Folha de São Paulo talvez seja o veículo mais avançado na oposição light a Bolsonaro. Já se fez de virgem no bordel quando o mandatário da nação disse que cortaria sua verba publicitária (e alguns amigos, infelizmente, caíram, fazendo assinatura digital, ao invés de apoiarem o jornalismo independente e deveras crítico); trocou críticos mais agudos por outros suaves, que batem em Bolsonaro mas contemporizam com parte da elite que apoia o governo, e atualmente tem publicado trechos da #VazaJato, o que mira o coração do projeto neofascista de periferia que as elites nacional e internacional têm para estes Tristes Trópicos. 
Contudo, o caminho para a integração do fascismo como norte político razoável persiste. Como já disse em outro texto, o fascismo entra pelas frestas [http://bit.ly/cG170601], está oculto no que nos pareceria, à primeira vista, uma afronta a ele [http://bit.ly/cG170315]. A forma como o jornal mancheteou as recentes investidas fascistas contra a cultura, na Flipei, em Paraty (RJ), e na feira do livro de Jaraguá do Sul (SC), mostra como nem mesmo a Folha faz oposição séria ao fascismo - talvez por não considerá-lo tão perigoso quanto o petismo conciliador de soma positiva (para usar jargão econômico) de Lula.
Sobre o cancelamento de Miriam Leitão e Sérgio Abranches no evento catarinense, a Folha, dentre os grandes veículos de fake news autorizada, digo, grandes veículos de mídia corporativa, é quem mais se preocupou em dar nome aos bois, mas fez isso discretamente, longe da manchete ou do texto de destaque: “Após protestos, feira do livro em SC cancela presença de Miriam Leitão - Evento em Jaraguá do Sul recebeu mensagens contra a participação da jornalista e do sociólogo Sérgio Abranches”. Mensagens de quem? É preciso ler a notícia para saber. Os outros veículos foram ainda piores. O Zero Hora, de Porto Alegre, por exemplo, tem como manchete: “Após receberem ameaças, Miriam Leitão e Sérgio Abranches são cortados de evento literário“. Sabendo quem é Miriam Leitão, um leitor desavisado mas não de todo desinformado, pode muito bem achar que a pressão se deu por “esquerdistas” - afinal, a esquerda que é violenta, vide a facada em Bolsonaro,e Miriam é uma reconhecia antipetista. A Folha, no trecho que a salva, comenta: “Ela é vista como oposicionista ao governo Jair Bolsonaro (PSL), presidente que teve na cidade 83% dos votos válidos na última eleição”. As demais publicações não foram além de divulgar o tom da petição online que barrou a jornalista, sem especificar de onde vinham as ameaças: “Por seu viés ideológico e posicionamento, a população jaraguaense repudia sua presença, requerendo, assim, que a mesma não se faça presente em evento tão importante em nossa cidade”. Ou seja, uma petição que pode ser tanto dos extremistas fascistas quanto dos "extremistas" "esquerdistas" - a mesma estratégia errada para a eleição de 2018, de pintar o PT e a centro-esquerda como extremo.
O caso da tentativa de atentado a Glenn Greenwald, em Paraty, também teve uma cobertura vergonhosa.
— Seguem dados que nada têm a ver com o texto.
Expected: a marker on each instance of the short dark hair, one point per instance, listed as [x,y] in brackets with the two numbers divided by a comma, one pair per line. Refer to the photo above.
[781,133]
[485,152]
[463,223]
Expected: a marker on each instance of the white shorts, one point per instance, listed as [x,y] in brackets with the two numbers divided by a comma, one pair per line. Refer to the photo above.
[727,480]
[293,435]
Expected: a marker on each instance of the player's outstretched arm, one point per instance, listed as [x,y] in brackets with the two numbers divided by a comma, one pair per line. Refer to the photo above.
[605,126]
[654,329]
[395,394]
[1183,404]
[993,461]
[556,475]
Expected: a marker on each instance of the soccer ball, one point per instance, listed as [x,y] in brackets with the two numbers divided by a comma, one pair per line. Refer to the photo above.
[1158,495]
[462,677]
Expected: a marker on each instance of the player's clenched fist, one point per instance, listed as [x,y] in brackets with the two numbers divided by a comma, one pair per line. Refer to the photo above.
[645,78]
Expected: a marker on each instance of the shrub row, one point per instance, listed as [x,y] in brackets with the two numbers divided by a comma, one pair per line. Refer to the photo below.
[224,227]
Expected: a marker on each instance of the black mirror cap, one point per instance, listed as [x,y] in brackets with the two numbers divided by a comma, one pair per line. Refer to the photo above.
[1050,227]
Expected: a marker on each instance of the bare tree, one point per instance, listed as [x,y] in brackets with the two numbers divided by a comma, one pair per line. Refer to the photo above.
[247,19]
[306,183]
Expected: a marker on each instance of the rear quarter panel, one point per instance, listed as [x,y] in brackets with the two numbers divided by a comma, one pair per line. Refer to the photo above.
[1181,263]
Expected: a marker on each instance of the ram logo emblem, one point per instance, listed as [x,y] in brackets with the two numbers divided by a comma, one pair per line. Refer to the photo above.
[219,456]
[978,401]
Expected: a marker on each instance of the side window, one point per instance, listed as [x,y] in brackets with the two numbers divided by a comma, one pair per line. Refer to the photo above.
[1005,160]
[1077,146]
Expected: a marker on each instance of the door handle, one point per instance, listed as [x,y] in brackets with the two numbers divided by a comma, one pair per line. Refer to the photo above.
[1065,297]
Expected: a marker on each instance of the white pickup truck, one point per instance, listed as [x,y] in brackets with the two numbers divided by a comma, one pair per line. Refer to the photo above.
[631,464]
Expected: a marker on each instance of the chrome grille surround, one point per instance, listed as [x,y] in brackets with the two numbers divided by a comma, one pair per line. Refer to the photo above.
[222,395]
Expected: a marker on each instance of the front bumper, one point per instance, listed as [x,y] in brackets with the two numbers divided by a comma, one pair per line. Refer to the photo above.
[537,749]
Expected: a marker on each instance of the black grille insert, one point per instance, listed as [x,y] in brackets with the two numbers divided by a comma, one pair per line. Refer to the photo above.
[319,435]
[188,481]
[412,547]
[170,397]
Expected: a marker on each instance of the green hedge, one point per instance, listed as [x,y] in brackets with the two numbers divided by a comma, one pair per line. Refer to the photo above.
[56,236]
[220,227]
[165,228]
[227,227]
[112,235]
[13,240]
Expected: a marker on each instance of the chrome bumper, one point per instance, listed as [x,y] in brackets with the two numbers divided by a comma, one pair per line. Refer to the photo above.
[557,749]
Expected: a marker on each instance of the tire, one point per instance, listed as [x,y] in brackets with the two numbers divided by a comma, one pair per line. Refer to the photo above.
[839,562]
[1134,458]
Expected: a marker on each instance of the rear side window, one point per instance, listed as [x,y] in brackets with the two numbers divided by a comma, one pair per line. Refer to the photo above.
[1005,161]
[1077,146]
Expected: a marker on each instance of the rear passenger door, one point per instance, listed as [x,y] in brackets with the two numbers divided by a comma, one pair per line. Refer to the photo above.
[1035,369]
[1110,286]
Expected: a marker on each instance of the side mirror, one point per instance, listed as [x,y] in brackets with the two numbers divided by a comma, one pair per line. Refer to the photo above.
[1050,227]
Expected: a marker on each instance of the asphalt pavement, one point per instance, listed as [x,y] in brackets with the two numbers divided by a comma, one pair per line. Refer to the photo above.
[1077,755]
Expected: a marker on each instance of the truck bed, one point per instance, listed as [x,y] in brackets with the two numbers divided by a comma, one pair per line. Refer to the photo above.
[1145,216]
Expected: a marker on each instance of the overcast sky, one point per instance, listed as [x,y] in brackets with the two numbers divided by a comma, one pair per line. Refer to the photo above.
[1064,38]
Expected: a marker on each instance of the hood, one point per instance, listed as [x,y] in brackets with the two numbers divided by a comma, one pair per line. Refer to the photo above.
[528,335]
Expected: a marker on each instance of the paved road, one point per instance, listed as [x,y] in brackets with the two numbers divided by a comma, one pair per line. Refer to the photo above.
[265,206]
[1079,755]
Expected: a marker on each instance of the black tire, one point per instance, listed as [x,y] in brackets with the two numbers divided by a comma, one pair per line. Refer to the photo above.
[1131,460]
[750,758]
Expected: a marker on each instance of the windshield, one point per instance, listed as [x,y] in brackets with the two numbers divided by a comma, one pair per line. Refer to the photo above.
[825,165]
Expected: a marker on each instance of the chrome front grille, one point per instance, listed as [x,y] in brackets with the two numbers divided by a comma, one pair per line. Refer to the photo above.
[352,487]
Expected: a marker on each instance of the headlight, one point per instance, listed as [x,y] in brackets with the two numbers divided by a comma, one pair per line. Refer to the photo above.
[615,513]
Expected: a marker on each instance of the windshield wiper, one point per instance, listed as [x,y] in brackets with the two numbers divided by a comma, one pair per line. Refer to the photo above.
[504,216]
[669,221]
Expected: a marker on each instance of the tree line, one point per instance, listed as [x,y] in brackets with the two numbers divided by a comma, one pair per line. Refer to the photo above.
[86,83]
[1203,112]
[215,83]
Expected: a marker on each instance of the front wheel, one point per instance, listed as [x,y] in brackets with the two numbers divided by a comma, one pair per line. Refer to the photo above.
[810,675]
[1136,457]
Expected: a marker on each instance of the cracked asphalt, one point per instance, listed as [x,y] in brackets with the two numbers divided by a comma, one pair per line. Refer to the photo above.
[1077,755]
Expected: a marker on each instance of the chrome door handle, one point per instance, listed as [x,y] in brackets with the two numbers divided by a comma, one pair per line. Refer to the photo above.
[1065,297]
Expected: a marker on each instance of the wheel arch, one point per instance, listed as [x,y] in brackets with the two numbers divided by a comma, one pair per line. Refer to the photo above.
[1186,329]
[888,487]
O jornal dos Frias fala em “protestos”, “atos” e fogos para atrapalhar. Nada de atentado, de fogos para impedir de falar e tentar machucar [http://bit.ly/32pRjV4]. Pior foi o UOL, portal do grupo, que tinha como manchete: “‘Gringo de m...' e 'Lula Livre': Glenn leva gritos à Flip e polariza Paraty” [http://bit.ly/2YWYQsr], pondo o jornalista estadunidense como culpado pelos transtornos causados pelos fascistas: não fosse Greenwald e Paraty não teria polarização, seria o perfeito éden da harmonia social - faltou também dizer que os agressores eram cidadãos de bem agindo dentro do seu direito de tentar calar, ferir e, por que não?, matar alguém.
Não adianta Folha publicar reportagem contra a Lava Jato e seus métodos mafiosos, eventualmente se posicionar contra o governo Bolsonaro, se anunciar favorável ao diálogo e à razão, se ela tolera ações fascistas e as trata como expressões de que a democracia no Brasil vigora, de que “as instituições estão funcionando normalmente”. Mas falta à Folha sinceridade, coragem e boa fé (e vergonha na cara, também). Se tivesse, ela teria que assumir que não apenas se "equivocou" ao apoiar Bolsonaro, como mentiu ao tratar a esquerda brasileira como disruptiva da democracia ou das instituições - o único risco que PT e congêneres trazem é de diminuição dos lucros dos seus patrocinadores. O que a Folha segue a ignorar é que ou ela combate abertamente o fascisco - e isso significa, sim, "Lula Livre" -, ou não adianta depois ficar #chateada porque o fascista no poder não quer lhe abrir os cofres, ou resolver fechá-la de vez. Com fascista não se dialoga, não se pactua, a não ser que você seja um também.

17 de julho de 2019


quinta-feira, 11 de julho de 2019

A esquerda precisa mudar o discurso

A esquerda precisa repensar sua estratégia de comunicação, convencimento e mobilização social - constatação óbvia, contudo, que precisa ser repetida. Precisamos deixar para segundo plano a análise de como chegamos no ponto onde estamos e traçar estratégias para sair da rota na qual seguimos, e isso inclui a forma de comunicar e angariar simpatizantes e militantes.
Apelar para cenários catastróficos inexoráveis é eficiente se se está em posição de vantagem. Não é o caso das forças progressistas no momento. E ao pintar o pior dos cenários, e de uma forma tão definitiva, em um contexto onde a derrota é muito provável, a tendência é desanimar cada vez mais a militância, afastar pessoas que poderiam se sensibilizar em um segundo momento e se unir à nossa luta. A estratégia catastrofista lembra muito as propagandas de prevenção da Aids, no início da década de 1990, em que pintavam a doença como um atestado de morte e acabavam por minar o psicológico de quem havia sido contaminado, piorando sua qualidade de vida e dificultando a convivência com a doença.
Tomo o exemplo da reforma da previdência aprovada neste infeliz dia 10, uma reforma de interesse exclusivo dos plutocratas nacionais e internacionais, uma volta a mais no  parafuso de hiper exploração do trabalhador, iniciado com a reforma trabalhista. Os 379 votos favoráveis demonstram a força de "persuasão" do governo e dos patrocinadores dos deputados (como a emblemática Tábata Amaral e sua “convicção individual” que nunca se opõe à de Huck e Lemann). Pintar o inferno na terra, sem chance de remissão, é afastar a população de mobilizações futuras, caso não alcance o intento (como foi o caso): mobilizar para quê, se está acabado? Acaba se tornando um discurso indutor do conformismo mais resignado - e não adianta depois, como Mino Carta, dizer que o “povo brasileiro” é que é passivo.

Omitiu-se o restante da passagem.